Evi İhmal Etmemek
Yaygın bir yanlışımızdır bu maalesef; çoğu kez el ile uğraşırken, kendi evimizi ihmal ederiz. Yazık, çok yazık!
Çocuklar kabiliyetli değilse sonunda yaşanan çok kötü bir hüsrandır.
Özellikle cemiyette kendisine uyulan, model şahsiyet bilinen, manevi önderlik yapan hoca efendiler için bu çok daha önemli bir meseledir. Bu yüzden bakarsınız ki kimi mübarek şahsiyetlerin evlatları hiç de babalarına çekmemiş. Ya ilimde ve amelde eksiklikler var. Ya da bazen Allah korusun, ayrı dünyaların insanlarıdır.

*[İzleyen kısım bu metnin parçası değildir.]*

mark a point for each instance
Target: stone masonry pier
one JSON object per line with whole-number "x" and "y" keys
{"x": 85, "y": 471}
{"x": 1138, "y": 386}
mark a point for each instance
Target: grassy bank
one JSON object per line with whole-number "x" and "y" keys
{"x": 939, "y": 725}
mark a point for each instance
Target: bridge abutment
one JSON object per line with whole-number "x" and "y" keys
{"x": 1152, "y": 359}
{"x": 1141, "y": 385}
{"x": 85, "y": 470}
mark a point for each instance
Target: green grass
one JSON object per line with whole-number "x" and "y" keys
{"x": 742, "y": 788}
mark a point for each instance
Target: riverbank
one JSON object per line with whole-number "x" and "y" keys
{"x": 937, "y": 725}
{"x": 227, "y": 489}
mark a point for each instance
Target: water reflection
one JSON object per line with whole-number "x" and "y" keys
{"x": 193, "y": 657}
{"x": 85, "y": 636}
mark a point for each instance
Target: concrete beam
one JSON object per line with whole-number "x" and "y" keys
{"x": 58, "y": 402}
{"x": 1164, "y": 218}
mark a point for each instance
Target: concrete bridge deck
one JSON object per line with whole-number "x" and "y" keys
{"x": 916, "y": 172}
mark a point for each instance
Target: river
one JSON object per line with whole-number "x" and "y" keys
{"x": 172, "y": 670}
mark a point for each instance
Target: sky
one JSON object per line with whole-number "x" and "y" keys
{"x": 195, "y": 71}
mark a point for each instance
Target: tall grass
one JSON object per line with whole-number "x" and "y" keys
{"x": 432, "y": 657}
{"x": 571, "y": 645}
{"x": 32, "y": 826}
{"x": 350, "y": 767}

Şahsen benim durumum da böyle midir diye düşündüğüm oluyor. Evlatlarımdan çok memnunum. İtikatları sahih, amelleri farz ve vacip boyutunda tam, ahlakları da güzeldir. Ama ilim sevgileri, okuma aşkları eksik. Bundan üzüntü duyuyorum.
Acaba neden olmadı bu güzellik?
Bana kalırsa anlattım, açıkladım, ama onlara maalesef kitap okuma aşkını bırak, sevgisini bile doğru dürüst aşılayamadım. Keşke benim yanımda bir saat yüksek sesle okutsaydım. “Sen oku ben dinliyeyim” de olmadı. Çünkü okuyacaklarımız farklı idi. Benim de özel okumalarım, çalışmalarım vardı. Benim de zamana ihtiyacım vardı. Sebep ne olursa olsun, evlatlarımın kütüphane içinde büyüyüp de okuma alışkanlıklarının olmamasını hazmedemiyor, çok üzülüyorum.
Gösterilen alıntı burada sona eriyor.